Monday, November 17, 2014

John 2:13-22 - Homily and story about Indians

My homily preached at All Saints Church, Taylorsville, KY on the weekend of March 8th and 9th, 2014.


At the beginning of Fall, we all wonder what the coming winter will be like. People are asking what color and size are the wooly worms? What shape are the persimmon seeds?

There's a story about some Indians who asked their Chief early in the Fall, if the winter was going to be cold or not.

Not really knowing the answer,the chief replied that the winter was going to be cold and that the members of the village were to collect wood...to be prepared.

Being a good leader, the Cheif then went to the nearest phone booth and called the National Weather Service
He asked, "Is this winter going to be cold?" The man on the phone responded, "This winter's going to be quite cold indeed."

So the Chief went back to speed up his people,telling them to collect even more wood...to be prepared
A week later he called the National Weather Service again, "Is it going to be a very cold winter?" "Yes," the man replied, "its going to be a very cold winter."

So the Chief goes back to his people and orders them to go and find every scrap of wood they can find. We must be prepared

Two weeks later he callsthe National Weather Service again and asks "Are you absolutely sure, that the winter is going to be very cold?" "Absolutely" the man replies, "the Indians are collecting wood like crazy!".......

The unexpected gives us something to talk about. Did you hear what the Farmer's Almanac said
about the weather this year? or "You'll never guess what so-and-so did."

We like the unexpected sometimes, Life would get pretty boring if you always knew what was going to happen next. The unexpected is what keeps sports fans watching games. The unexpected is what makes jokes funny.

And yet we crave stability. For the most part we live like we expect things to be the same today
as they were yesterday. We expect to wake up tomorrow morning just like we did today.

When bad things happen and life changes for the worse, we long for the good old days because we believe things were more predictable back then.

We believe life should make sense and So should God. And that is where today's Gospel text comes in.
None of those people in the Temple expected the chaos of that day. They expected everything to go on
as it always had every Passover before.

What's so wrong with merchants changing money and selling livestock for Temple sacrifices. They've always done it that way...as long as they could remember. They never expected that some guy from out of town
named Jesus would storm in drive out the merchants and livestock like a bunch of evil spirits...

That had never happened before. Here's where things start hitting us. Because when Jesus drives the merchants out of the Temple, He does more than upset their tables. Jesus might upset us a bit too. This doesn't fit the type of Jesus most people like to hear about or talk about.

More than one person's thought this story doesn't belong in the Bible at all. A few wonder if Jesus looked back on this incident and regretted doing it - as if the sinless Son of God had let His temper rage out of control like you and I do.

Yes, the Lord is angry in this text. And it is a righteous and holy anger. Zeal for God's house consumes Jesus.

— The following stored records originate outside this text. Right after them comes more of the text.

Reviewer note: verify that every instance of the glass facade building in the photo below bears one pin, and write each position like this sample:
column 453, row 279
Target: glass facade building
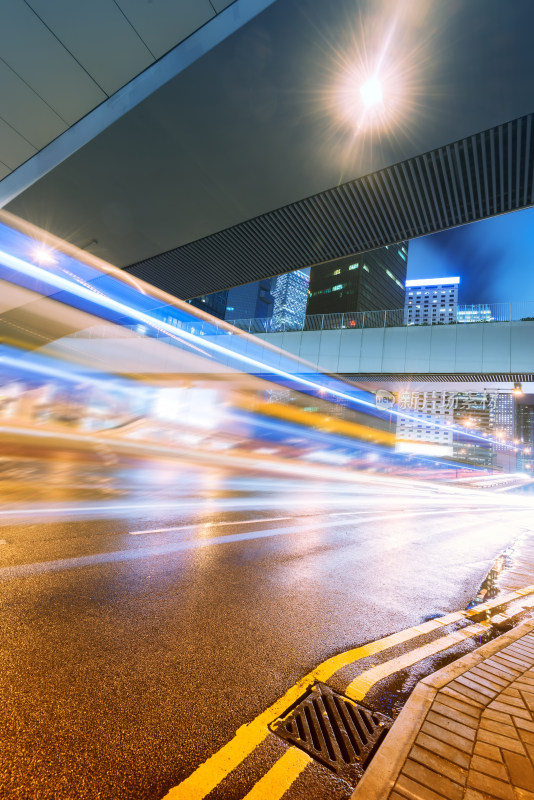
column 432, row 301
column 290, row 292
column 371, row 281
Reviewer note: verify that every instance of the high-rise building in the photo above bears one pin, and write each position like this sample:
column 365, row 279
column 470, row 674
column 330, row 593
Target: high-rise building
column 474, row 411
column 434, row 420
column 371, row 281
column 524, row 432
column 503, row 422
column 290, row 292
column 251, row 301
column 429, row 421
column 431, row 301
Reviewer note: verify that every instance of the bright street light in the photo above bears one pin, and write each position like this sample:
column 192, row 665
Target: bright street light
column 371, row 92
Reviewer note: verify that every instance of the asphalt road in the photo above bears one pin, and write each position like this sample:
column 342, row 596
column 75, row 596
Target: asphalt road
column 148, row 613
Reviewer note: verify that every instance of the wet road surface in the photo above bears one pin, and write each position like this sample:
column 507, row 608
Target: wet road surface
column 141, row 628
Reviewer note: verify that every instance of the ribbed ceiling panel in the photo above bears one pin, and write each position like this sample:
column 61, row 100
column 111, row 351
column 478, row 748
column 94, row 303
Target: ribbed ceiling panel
column 477, row 177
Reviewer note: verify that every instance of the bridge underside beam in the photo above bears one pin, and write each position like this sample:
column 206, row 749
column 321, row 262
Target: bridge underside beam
column 483, row 175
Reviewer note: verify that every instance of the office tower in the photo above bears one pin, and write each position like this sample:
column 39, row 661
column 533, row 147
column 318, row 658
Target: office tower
column 370, row 281
column 251, row 301
column 475, row 313
column 503, row 422
column 429, row 420
column 214, row 304
column 524, row 432
column 431, row 301
column 474, row 411
column 290, row 292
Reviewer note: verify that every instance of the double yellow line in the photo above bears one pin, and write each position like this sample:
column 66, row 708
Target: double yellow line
column 283, row 773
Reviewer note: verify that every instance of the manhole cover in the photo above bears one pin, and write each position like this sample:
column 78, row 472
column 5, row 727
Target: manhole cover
column 338, row 732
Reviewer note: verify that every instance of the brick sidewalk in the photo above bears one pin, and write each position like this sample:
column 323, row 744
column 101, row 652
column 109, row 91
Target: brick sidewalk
column 466, row 732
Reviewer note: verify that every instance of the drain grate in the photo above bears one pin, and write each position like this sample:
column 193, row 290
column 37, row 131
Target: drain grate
column 338, row 732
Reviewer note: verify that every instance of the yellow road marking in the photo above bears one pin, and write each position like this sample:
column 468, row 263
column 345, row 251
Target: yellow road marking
column 204, row 779
column 209, row 774
column 359, row 687
column 281, row 776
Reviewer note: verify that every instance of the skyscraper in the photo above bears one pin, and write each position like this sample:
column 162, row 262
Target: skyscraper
column 524, row 431
column 371, row 281
column 251, row 301
column 290, row 292
column 431, row 301
column 429, row 420
column 503, row 418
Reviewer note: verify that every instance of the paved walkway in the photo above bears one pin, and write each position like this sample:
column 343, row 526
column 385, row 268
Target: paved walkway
column 467, row 731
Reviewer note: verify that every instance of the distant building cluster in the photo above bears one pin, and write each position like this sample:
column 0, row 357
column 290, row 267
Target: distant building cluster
column 431, row 301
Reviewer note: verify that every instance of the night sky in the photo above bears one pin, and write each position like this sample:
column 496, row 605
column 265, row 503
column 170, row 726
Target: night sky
column 494, row 258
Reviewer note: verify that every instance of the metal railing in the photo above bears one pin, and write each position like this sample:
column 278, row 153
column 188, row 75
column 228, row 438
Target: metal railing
column 392, row 318
column 486, row 313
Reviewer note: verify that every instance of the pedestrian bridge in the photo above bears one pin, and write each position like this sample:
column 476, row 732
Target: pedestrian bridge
column 492, row 348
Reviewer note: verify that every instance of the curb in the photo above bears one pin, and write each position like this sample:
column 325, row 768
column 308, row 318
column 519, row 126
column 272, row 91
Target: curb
column 380, row 778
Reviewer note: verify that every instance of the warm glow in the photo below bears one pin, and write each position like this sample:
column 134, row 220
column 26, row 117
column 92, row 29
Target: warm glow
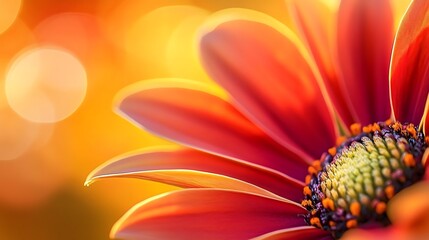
column 79, row 36
column 45, row 84
column 17, row 134
column 8, row 12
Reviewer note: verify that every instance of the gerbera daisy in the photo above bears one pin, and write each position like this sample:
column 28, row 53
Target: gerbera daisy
column 271, row 158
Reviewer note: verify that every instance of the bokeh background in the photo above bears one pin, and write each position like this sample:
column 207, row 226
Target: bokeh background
column 61, row 64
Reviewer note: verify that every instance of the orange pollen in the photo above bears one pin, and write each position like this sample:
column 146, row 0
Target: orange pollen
column 307, row 191
column 315, row 221
column 355, row 209
column 341, row 139
column 332, row 151
column 388, row 121
column 317, row 165
column 409, row 160
column 328, row 203
column 355, row 129
column 397, row 126
column 306, row 203
column 380, row 208
column 307, row 179
column 389, row 191
column 312, row 170
column 351, row 223
column 367, row 129
column 375, row 127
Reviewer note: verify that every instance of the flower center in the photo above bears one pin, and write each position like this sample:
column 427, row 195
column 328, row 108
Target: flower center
column 353, row 182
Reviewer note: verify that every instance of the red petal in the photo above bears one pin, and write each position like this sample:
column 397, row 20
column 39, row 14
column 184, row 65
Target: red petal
column 410, row 64
column 204, row 121
column 207, row 214
column 269, row 79
column 142, row 164
column 365, row 38
column 302, row 233
column 317, row 24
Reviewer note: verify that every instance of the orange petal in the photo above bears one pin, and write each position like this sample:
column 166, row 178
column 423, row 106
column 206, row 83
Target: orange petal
column 207, row 214
column 190, row 168
column 410, row 64
column 365, row 38
column 204, row 121
column 317, row 24
column 302, row 233
column 270, row 79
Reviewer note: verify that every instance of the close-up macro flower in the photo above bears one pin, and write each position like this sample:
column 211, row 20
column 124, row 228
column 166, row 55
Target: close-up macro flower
column 314, row 129
column 225, row 119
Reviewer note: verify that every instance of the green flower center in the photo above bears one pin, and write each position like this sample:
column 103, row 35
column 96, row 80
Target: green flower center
column 352, row 183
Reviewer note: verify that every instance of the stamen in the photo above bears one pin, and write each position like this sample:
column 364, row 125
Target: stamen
column 355, row 209
column 380, row 208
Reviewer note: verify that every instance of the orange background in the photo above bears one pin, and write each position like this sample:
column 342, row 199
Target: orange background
column 53, row 133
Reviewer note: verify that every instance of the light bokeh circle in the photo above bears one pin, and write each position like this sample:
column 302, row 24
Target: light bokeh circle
column 45, row 84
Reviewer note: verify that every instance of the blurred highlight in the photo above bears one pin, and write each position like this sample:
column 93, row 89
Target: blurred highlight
column 45, row 85
column 62, row 64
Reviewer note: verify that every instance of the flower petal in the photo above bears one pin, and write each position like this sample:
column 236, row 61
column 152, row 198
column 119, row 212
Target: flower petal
column 302, row 233
column 204, row 121
column 207, row 214
column 365, row 38
column 317, row 24
column 410, row 64
column 270, row 79
column 142, row 164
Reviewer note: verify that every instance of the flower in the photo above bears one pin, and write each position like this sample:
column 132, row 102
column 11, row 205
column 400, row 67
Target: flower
column 247, row 159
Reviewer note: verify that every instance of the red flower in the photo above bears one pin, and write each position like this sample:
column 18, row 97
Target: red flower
column 248, row 155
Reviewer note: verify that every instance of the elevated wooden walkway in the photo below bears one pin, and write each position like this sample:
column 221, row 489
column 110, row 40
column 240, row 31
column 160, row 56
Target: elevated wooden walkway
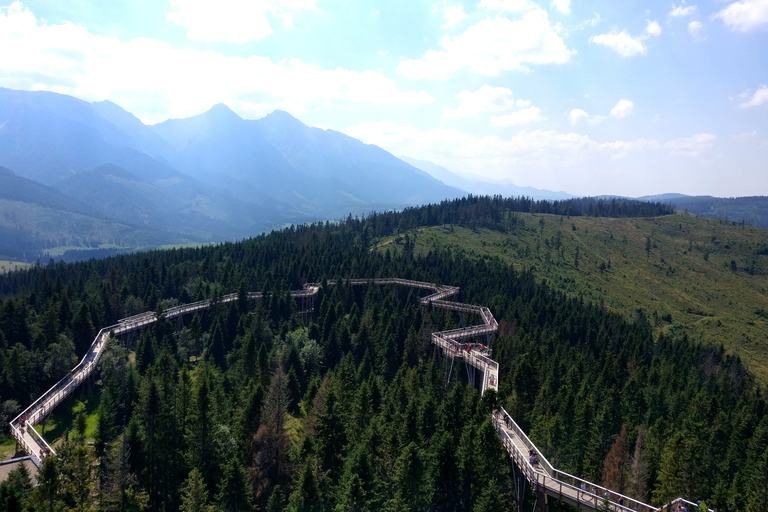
column 544, row 479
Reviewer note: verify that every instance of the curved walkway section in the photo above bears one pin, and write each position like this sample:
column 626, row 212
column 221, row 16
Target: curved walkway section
column 542, row 476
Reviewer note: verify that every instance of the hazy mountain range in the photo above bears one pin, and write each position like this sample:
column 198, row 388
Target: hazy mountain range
column 482, row 186
column 79, row 175
column 210, row 177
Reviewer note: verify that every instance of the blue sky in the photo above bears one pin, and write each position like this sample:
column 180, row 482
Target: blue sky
column 591, row 97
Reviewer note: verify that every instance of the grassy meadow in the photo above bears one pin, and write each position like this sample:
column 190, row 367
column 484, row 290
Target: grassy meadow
column 704, row 277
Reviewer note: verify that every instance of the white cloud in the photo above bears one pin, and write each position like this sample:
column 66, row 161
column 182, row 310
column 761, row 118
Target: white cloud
column 626, row 45
column 760, row 97
column 564, row 6
column 454, row 14
column 235, row 21
column 692, row 146
column 592, row 22
column 653, row 28
column 695, row 28
column 680, row 10
column 494, row 100
column 622, row 109
column 485, row 99
column 578, row 116
column 507, row 5
column 621, row 42
column 491, row 46
column 521, row 117
column 548, row 159
column 744, row 15
column 155, row 81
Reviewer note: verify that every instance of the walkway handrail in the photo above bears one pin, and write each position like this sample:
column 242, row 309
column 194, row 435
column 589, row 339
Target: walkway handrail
column 445, row 339
column 558, row 478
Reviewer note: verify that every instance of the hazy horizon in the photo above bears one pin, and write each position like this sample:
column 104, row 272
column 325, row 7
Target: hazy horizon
column 628, row 99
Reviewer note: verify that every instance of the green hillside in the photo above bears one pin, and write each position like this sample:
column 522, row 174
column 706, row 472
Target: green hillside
column 701, row 276
column 30, row 231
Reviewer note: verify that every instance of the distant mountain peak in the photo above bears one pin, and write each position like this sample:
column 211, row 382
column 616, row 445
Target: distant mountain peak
column 222, row 111
column 281, row 117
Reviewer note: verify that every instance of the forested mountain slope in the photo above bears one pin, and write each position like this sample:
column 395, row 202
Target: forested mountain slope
column 687, row 274
column 370, row 425
column 35, row 219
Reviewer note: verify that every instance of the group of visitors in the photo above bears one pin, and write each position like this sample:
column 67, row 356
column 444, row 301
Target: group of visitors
column 533, row 458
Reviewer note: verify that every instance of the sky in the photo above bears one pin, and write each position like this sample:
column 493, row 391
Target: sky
column 590, row 97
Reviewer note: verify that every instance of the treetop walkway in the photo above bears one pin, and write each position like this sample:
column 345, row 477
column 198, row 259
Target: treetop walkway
column 543, row 478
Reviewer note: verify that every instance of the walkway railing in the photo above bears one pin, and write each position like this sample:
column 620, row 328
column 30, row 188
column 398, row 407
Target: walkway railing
column 544, row 476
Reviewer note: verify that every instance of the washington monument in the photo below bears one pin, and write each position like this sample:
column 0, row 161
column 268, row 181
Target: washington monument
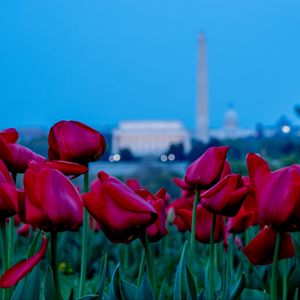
column 202, row 118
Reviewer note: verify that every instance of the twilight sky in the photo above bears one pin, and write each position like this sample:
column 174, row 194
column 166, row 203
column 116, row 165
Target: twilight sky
column 104, row 61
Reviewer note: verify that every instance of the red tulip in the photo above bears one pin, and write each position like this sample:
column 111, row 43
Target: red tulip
column 207, row 169
column 158, row 230
column 52, row 202
column 186, row 190
column 183, row 202
column 260, row 250
column 9, row 135
column 134, row 184
column 24, row 230
column 277, row 194
column 122, row 214
column 246, row 217
column 75, row 142
column 226, row 169
column 8, row 194
column 203, row 224
column 17, row 157
column 13, row 275
column 226, row 197
column 66, row 167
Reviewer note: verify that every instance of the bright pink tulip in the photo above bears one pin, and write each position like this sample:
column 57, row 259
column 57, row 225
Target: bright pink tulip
column 17, row 157
column 75, row 142
column 203, row 224
column 277, row 194
column 52, row 202
column 66, row 167
column 24, row 230
column 122, row 214
column 207, row 169
column 226, row 197
column 8, row 194
column 9, row 135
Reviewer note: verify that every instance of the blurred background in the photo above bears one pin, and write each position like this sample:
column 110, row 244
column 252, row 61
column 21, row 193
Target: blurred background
column 162, row 80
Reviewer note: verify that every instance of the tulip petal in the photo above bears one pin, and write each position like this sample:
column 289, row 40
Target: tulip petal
column 257, row 168
column 10, row 135
column 207, row 169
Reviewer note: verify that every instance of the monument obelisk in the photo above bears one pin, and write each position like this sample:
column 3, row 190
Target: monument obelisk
column 202, row 118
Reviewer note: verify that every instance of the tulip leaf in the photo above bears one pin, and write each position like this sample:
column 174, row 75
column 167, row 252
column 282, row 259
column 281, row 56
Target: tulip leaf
column 145, row 291
column 141, row 270
column 249, row 294
column 179, row 274
column 34, row 244
column 161, row 295
column 49, row 287
column 128, row 290
column 191, row 289
column 115, row 292
column 90, row 297
column 200, row 296
column 102, row 276
column 71, row 296
column 238, row 287
column 29, row 286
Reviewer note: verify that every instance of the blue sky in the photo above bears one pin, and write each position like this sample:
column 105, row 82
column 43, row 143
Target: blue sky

But, most of us would want to go back a few verses in John's gospel and hear about the gentle and kind Jesus who obeys his mother and makes water into a really great wine for a wedding reception.

Or move ahead further, where Jesus talks about birth into the Kingdom of God through Water and the Spirit.
That would be more like the Jesus that we expect.

Yet today we find...There are two sides of the same Jesus who will be destroyed on the Cross for you and I - and more than that, raised to new life for us.

In Galatians, St. Paul tells us something that we could never expect, "Christ redeemed us...by becoming a curse for us. "Cursed is everyone who is hung on a tree.

Our human minds tell us, "Do your best to walk the straight and narrow,and God will be pleased with you.
Otherwise, lookout. You do the crime, you do the time." But, in Corinthians we hear "The foolishness of God is wiser than man's wisdom and the weakness of God is stronger than man's strength"

Who among us has the strength to pay back to God what we owe Him?...And who would ever guessed
that God would love us so much that He would send His only begotten Son, Jesus, to become weak,
and even become a curse to save us. We deserved God's rath as the money-changers and those selling
the oxen, sheep, and doves in today's gospel did.

Yet, in our place, Jesus hung on the Tree. He carried all our sins in the Temple of His body to the Cross.
The Son of God was destroyed so that you and I would be rescued from destruction and we could be called children of God.

Like children, we don't understand everything while it's happening until we reach maturity. We seldom understand unexpected events at the time they occur.

The disciples didn't understand all that Jesus said and did on that day in the Temple, either. That understanding only came with maturity - as John tells us today "

When Jesus was raised from the dead, His disciples recalled what He had said. Then they believed the Scripture and the word Jesus had spoken.

Lord grant that WE ALL WOULD REACH to full maturity in the knowledge of the Son of God, Our Lord and Savior, Jesus. Amen.